The transition from reading individual sentences to reading a continuous text is one of the main challenges for the intermediate Latin student. From short sentences, the student has to make a transition to a long passage with sentences that extend over several lines. For this environment the student has one extremely time-consuming strategy: look up each word in the dictionary and try to glean whatever meaning you can. Some students may be a little more sophisticated in trying to find verbs and subjects and hope that everything else falls into place around them. For the novice, the word and its semantic value is a chunk. But how does the approach of the novice differ from that of the experienced reader? This paper discusses how raising students' awareness of the processes that are involved in language comprehension, can not only make them self-reflective and critical thinkers, but also puts them in a better position to appreciate extra-textual cues and the aesthetic beauty of Latin literary prose.

Cognitive psychologists have discovered that the reason why humans can understand language quickly is because they have unconscious processing strategies for their native language. The essence of this processing strategy is that we use both syntactic cues and semantic information throughout the processing of the sentence. We do not wait until the end of the sentence to assign grammatical structure. You can prove this to yourself by listening to the following sentence: THE OLD MAN THE BOATS. First, you assigned the role of a subject to man and when I came to the end of the sentence without giving you a verb, you had to had to go back and reassign the role of subject to OLD and repackage MAN, the only ambiguous form as the verb. So, in our native language processing, our comprehension does not stem from a lexical look up in the mental dictionary, but experiments have shown that people 1) assign syntactic functions before reaching the end of a sentence, and 2) actively divide up the whole sentence into clauses or phrases that correspond to underlying structures, which Chomsky had called deep structures. It would be too long to describe the experiments in detail, but they all show that people actively segment sentences into constituents as they hear them.

This is simply the way our brain works.

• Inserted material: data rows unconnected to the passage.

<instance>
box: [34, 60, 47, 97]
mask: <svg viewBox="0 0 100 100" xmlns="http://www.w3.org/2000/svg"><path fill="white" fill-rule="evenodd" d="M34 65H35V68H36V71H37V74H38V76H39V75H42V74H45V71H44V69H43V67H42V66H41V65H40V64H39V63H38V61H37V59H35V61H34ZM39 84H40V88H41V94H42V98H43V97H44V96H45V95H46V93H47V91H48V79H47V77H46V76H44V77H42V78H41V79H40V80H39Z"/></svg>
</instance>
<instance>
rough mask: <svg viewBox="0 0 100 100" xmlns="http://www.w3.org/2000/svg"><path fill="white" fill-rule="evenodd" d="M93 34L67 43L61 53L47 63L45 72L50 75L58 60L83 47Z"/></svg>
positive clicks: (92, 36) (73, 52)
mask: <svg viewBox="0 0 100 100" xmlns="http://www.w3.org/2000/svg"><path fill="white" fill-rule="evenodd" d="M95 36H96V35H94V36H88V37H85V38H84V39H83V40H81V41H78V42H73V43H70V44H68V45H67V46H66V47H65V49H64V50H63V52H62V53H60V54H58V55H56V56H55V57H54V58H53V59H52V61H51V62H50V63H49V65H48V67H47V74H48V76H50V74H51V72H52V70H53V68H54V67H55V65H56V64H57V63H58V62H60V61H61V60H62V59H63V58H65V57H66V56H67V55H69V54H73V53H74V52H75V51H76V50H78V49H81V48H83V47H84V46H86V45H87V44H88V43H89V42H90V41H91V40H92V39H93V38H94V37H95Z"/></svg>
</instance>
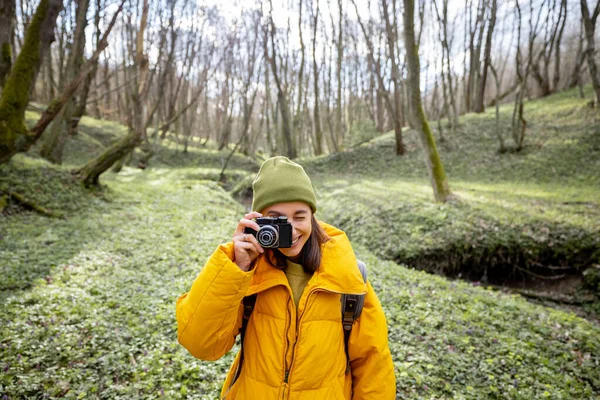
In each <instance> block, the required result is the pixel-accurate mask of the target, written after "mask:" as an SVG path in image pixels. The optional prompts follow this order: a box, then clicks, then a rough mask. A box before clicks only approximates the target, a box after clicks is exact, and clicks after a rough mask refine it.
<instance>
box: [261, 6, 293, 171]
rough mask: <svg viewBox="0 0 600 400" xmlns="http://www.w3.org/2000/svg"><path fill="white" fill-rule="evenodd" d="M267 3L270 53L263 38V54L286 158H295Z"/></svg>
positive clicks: (284, 95)
mask: <svg viewBox="0 0 600 400" xmlns="http://www.w3.org/2000/svg"><path fill="white" fill-rule="evenodd" d="M269 4H270V6H271V8H270V13H269V27H268V29H269V30H270V33H271V53H272V54H271V55H270V56H269V54H268V43H267V41H266V40H265V56H266V58H267V60H268V61H269V64H270V65H271V70H272V72H273V78H274V79H275V84H276V85H277V104H278V105H279V110H280V112H281V124H282V130H283V141H284V143H285V147H286V154H287V156H288V158H290V159H294V158H296V148H295V147H294V143H293V139H292V119H291V116H290V107H289V103H288V94H287V88H286V87H285V86H284V82H283V81H282V80H281V77H280V76H279V70H278V68H277V51H276V47H275V31H276V28H275V22H274V21H273V4H272V0H269Z"/></svg>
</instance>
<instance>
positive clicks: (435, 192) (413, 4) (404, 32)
mask: <svg viewBox="0 0 600 400" xmlns="http://www.w3.org/2000/svg"><path fill="white" fill-rule="evenodd" d="M414 7H415V5H414V0H404V42H405V45H406V60H407V64H408V79H407V82H408V83H409V85H410V86H409V99H410V115H411V118H412V120H413V126H414V127H415V129H416V130H417V132H419V138H420V139H421V144H422V145H423V151H424V153H425V161H426V163H427V171H428V172H429V178H430V180H431V186H432V187H433V194H434V197H435V200H436V201H439V202H445V201H446V200H447V199H448V197H449V196H450V188H449V186H448V181H447V179H446V173H445V172H444V166H443V165H442V161H441V160H440V156H439V154H438V152H437V149H436V146H435V139H434V138H433V134H432V133H431V128H430V127H429V123H428V122H427V118H426V117H425V113H424V112H423V105H422V104H421V89H420V76H419V72H420V69H419V53H418V49H417V46H416V44H415V26H414V12H415V10H414Z"/></svg>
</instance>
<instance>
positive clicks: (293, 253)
mask: <svg viewBox="0 0 600 400" xmlns="http://www.w3.org/2000/svg"><path fill="white" fill-rule="evenodd" d="M300 250H302V249H295V248H293V247H289V248H283V249H282V248H280V249H279V251H280V252H281V254H283V255H284V256H286V257H287V258H293V257H296V256H298V254H300Z"/></svg>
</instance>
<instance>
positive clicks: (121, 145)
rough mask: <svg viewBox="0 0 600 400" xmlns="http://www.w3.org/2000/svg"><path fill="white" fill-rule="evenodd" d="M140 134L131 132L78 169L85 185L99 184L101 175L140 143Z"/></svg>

Chunking is a function of working memory whether we utilize it in a conscious way or not. Miller in his 1956 article in Psychological Review, (81-97)"The magic number seven, plus or minus two: Some limits on our capacity for processing information," proposed the chunk as a unit for measuring the capacity of working memory, determining that our working memory can process seven (plus or minus two) chunks at any given time. He defines the chunk as "any highly familiar unit". Of course, since "familiar" is a very relative concept, what acts as a chunk for one person, may not be a chunk for another. It all depends on the referent.